DOI: 10.12659/AJCR.883334

Published: 2012-08-28


Background:    Prostate cancer is the most common cancer in men in many Western countries and is the second-leading cause of cancer in men. More than 30% of men over the age of 50 will develop a malignant change in the prostate. Common sites of metastasis include bone and regional lymph nodes.

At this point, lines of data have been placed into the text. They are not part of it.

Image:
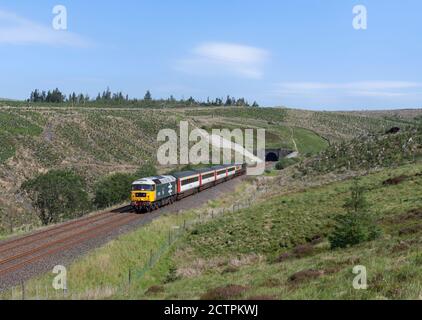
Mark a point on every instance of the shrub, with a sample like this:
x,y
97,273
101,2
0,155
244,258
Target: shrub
x,y
284,163
112,189
147,170
357,225
58,195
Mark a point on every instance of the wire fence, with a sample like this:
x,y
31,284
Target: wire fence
x,y
40,291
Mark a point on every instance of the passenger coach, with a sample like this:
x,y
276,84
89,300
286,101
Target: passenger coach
x,y
149,194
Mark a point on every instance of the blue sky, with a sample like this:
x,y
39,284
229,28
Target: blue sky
x,y
296,53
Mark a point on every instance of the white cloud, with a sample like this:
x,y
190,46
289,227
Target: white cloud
x,y
16,30
219,58
377,89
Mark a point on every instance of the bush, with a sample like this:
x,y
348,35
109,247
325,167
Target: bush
x,y
357,225
112,190
58,195
284,163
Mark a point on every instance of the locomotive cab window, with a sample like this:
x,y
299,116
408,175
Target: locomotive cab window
x,y
143,187
189,181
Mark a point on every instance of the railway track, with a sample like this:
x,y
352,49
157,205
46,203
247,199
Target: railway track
x,y
20,252
24,257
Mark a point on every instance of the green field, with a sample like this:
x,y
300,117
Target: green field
x,y
276,249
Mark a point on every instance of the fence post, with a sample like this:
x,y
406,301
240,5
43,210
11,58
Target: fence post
x,y
23,290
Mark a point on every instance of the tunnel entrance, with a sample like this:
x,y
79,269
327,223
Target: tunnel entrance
x,y
272,157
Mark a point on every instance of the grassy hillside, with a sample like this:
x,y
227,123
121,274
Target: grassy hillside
x,y
95,142
278,249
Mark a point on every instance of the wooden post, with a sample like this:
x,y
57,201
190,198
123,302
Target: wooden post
x,y
23,290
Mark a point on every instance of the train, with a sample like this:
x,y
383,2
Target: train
x,y
152,193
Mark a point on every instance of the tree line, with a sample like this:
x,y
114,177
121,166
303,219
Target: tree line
x,y
56,96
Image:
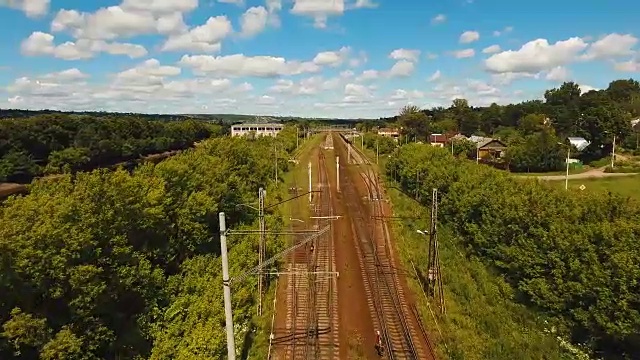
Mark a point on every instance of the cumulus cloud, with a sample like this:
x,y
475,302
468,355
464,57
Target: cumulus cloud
x,y
465,53
558,74
241,65
469,37
405,54
254,21
435,76
536,55
319,10
438,19
204,39
611,46
402,68
332,58
39,43
491,49
32,8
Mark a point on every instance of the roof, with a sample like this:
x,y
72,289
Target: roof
x,y
579,143
438,138
491,144
258,125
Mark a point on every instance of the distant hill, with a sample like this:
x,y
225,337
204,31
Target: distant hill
x,y
218,118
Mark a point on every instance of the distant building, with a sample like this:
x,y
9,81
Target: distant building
x,y
256,129
440,140
388,132
488,148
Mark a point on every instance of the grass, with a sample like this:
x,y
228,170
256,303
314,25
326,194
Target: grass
x,y
625,185
483,320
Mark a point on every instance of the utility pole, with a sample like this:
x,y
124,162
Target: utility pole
x,y
566,177
613,151
231,343
338,173
261,246
433,265
310,189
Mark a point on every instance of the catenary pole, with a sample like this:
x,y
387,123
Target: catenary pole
x,y
231,344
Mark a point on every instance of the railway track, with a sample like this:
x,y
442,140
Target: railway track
x,y
312,317
388,306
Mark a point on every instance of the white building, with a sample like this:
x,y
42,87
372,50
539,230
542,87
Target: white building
x,y
257,129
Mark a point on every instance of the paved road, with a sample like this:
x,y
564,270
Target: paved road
x,y
591,174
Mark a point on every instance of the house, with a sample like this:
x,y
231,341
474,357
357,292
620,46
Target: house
x,y
389,132
438,140
489,148
256,129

    Case Report:    This is a case report of prostate cancer in an elderly man presenting with cough and cervical lymphadenopathy. The lymph node cytology reported moderately differentiated adenocarcinoma, and immunohistochemistry of the biopsy specimen with PSA staining demonstrated the malignancy to be of prostatic origin. The patient responded dramatically to androgen blockade therapy. Clearing of chest infiltrates and regression in size of cervical lymph nodes were evident within 6 months.
    Conclusions:    Prostate cancer should be considered as one of the differential diagnoses of generalized lymphadenopathy in males with adenocarcinoma of undetermined origin, even in the absence of lower urinary tract symptoms. Immunohistochemistry with PSA staining can confirm the diagnosis. Hormonal therapy is an effective treatment modality, even in patients with an advanced stage of disease.